- Born: Eric Raymond Gilliland March 28, 1962 Glenview, Illinois, U.S.
- Died: September 1, 2024 (aged 62)
- Occupations: Television producer, writer, and actor
- Notable work: Roseanne

= Eric Gilliland =

American television producer, writer and actor (1962–2024)

Eric Raymond Gilliland (March 28, 1962 – September 1, 2024) was an American television producer, writer, actor, and whistler.

==Education==
Gilliland was born on March 28, 1962, in Glenview, Illinois. He graduated from Glenbrook South High School in Glenview in 1980 and from the School of Communication at Northwestern University in Evanston, Illinois in 1984. He died from colon cancer on September 1, 2024 at the age of 62. His childhood friend Steven Levitan, a television producer and director, wrote that he and Gilliland enjoyed watching The Dick Van Dyke Show, Monty Python, Jack Benny, Carol Burnett, and Saturday Night Live beginning when they were in eighth grade, and that they started a pun club devoted to bad puns. Levitan credits Gilliland with getting him into working in television. "(Having) a job like that would have seemed completely unattainable to me if I hadn't known someone (Gilliland) who actually pulled it off. I guess I figured that if Eric was brave enough to take a chance like that (and find a career in entertainment), I should be too."

==Credits==
===Television===

| Year | Show | Role | Notes |
|---|---|---|---|
| 1988–89 | Who's the Boss? | story editor, writer |  |
| 1990–91 | The Wonder Years | writer |  |
| 1992–96 | Roseanne | writer, co-producer (1992–93), supervising producer (1993–94), co-exec producer/exec producer (1995–96) | Golden Globe Award for Best Television Series – Musical or Comedy, GLAAD Media Award for Outstanding Comedy Series, Writers Guild of America Award nomination |
| 1998 | That's Life | creator |  |
| 1998–99 | Welcome to New York | executive producer |  |
| 2000 | That '70s Show | writer, consulting producer |  |
| 2006–09 | My Boys | writer, consulting producer |  |
| 2011 | Mr. Sunshine | writer, co-exec producer |  |
| 2012 | Downwardly Mobile | co-creator, writer, exec producer | Unsold pilot co-starring John Goodman |
| 2018 | The Who Was?
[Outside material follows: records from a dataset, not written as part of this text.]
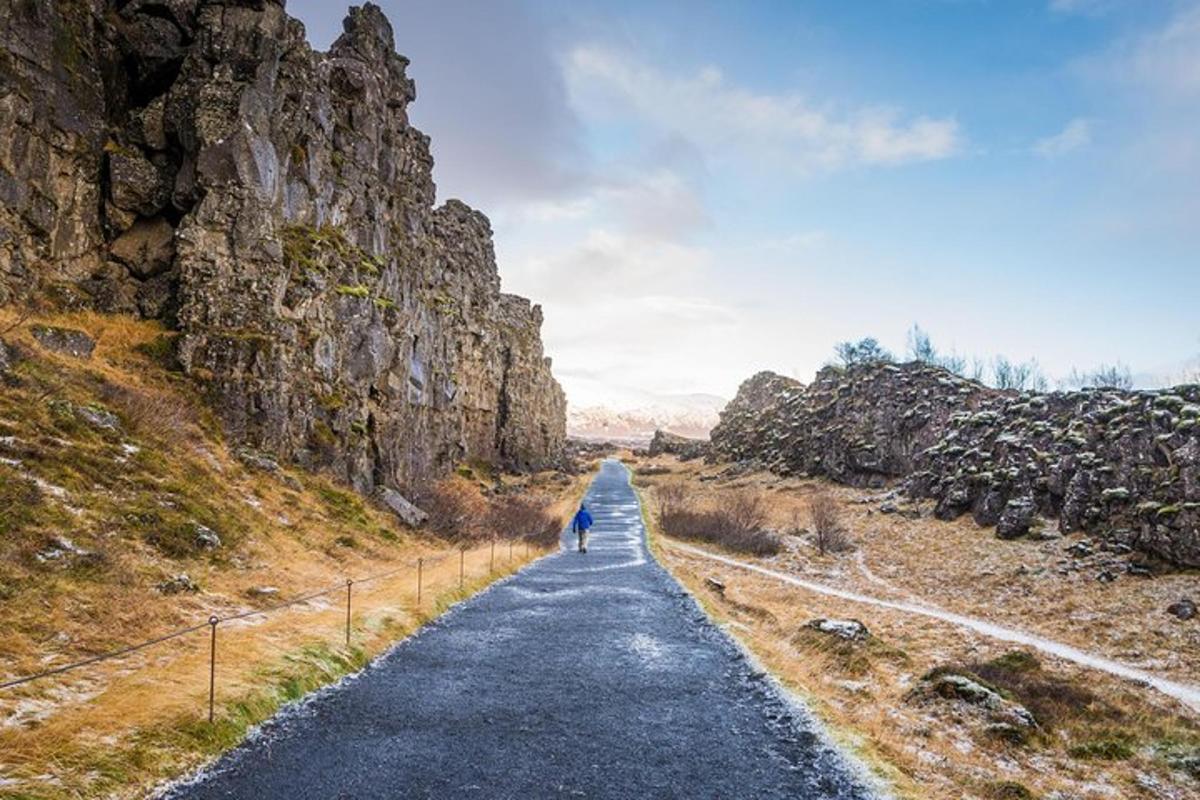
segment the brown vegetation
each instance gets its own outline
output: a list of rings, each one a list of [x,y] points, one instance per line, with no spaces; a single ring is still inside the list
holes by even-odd
[[[817,492],[808,501],[808,516],[812,521],[817,552],[841,553],[849,550],[850,538],[842,524],[841,506],[828,492]]]
[[[682,484],[665,484],[656,495],[657,522],[668,536],[717,544],[739,553],[770,556],[783,543],[766,530],[766,503],[752,491],[734,492],[718,507],[697,509]]]

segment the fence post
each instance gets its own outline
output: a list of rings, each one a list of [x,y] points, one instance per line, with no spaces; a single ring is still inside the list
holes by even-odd
[[[462,590],[463,586],[465,585],[463,583],[463,578],[466,575],[466,564],[467,564],[467,548],[460,547],[460,548],[458,548],[458,588],[460,591]]]
[[[514,542],[512,539],[508,540],[508,563],[510,564],[512,563],[513,545],[515,544],[516,542]]]
[[[217,623],[220,618],[213,615],[208,618],[209,627],[212,629],[212,638],[209,643],[208,650],[208,724],[213,723],[216,716],[215,709],[217,705]]]
[[[488,562],[488,572],[496,571],[496,540],[492,539],[492,560]]]
[[[417,608],[421,607],[421,573],[425,569],[425,559],[417,559]]]
[[[350,646],[350,587],[354,586],[354,581],[350,578],[346,579],[346,647]]]
[[[525,557],[529,558],[529,539],[525,539]]]

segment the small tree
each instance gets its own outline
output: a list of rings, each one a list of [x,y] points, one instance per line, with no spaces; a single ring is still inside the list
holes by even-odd
[[[1018,392],[1044,392],[1049,382],[1034,359],[1018,363],[1004,356],[996,356],[992,360],[992,385],[997,389]]]
[[[739,532],[761,530],[767,524],[767,504],[759,492],[738,489],[722,503],[726,519]]]
[[[1091,372],[1072,369],[1064,384],[1077,389],[1132,389],[1133,373],[1118,361],[1111,366],[1101,364]]]
[[[842,510],[832,494],[821,491],[813,495],[808,502],[808,516],[821,555],[850,549],[850,539],[842,525]]]
[[[950,370],[956,375],[963,375],[967,369],[967,360],[957,353],[942,353],[933,344],[920,325],[914,324],[908,329],[908,357],[912,361],[921,361],[935,367]]]
[[[838,342],[833,346],[833,352],[844,367],[855,364],[890,364],[896,360],[895,356],[871,336],[857,342]]]

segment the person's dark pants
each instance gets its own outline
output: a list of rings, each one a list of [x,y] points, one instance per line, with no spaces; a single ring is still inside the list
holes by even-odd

Show | writer |  |

===Film===

| Year | Film | Role | Notes |
|---|---|---|---|
| 1992 | Samantha | actor: Hendricks | starring Martha Plimpton |
| 1994 | Teresa's Tattoo | actor: Police Officer | directed by Julie Cypher |
| 2004 | Hair High | voice actor: Spud | directed by Bill Plympton |
| 2006 | Shortbus | actor: Himself | directed by John Cameron Mitchell |
| 2006 | The Ultimate Gift | actor: Flight Attendant | starring James Garner |
| 2006 | God Grew Tired of Us | co-producer | directed by Christopher Quinn |

==Music==
Gilliland was an accomplished whistler. His whistling appeared on Sam Winch's The Lullabadeer, a number of Sumack albums, and on the soundtrack of an episode of Penn & Teller: Bullshit!. He provided whistling accompaniment to Martha Plimpton's performance of "Thunder Road" on NPR's Studio 360.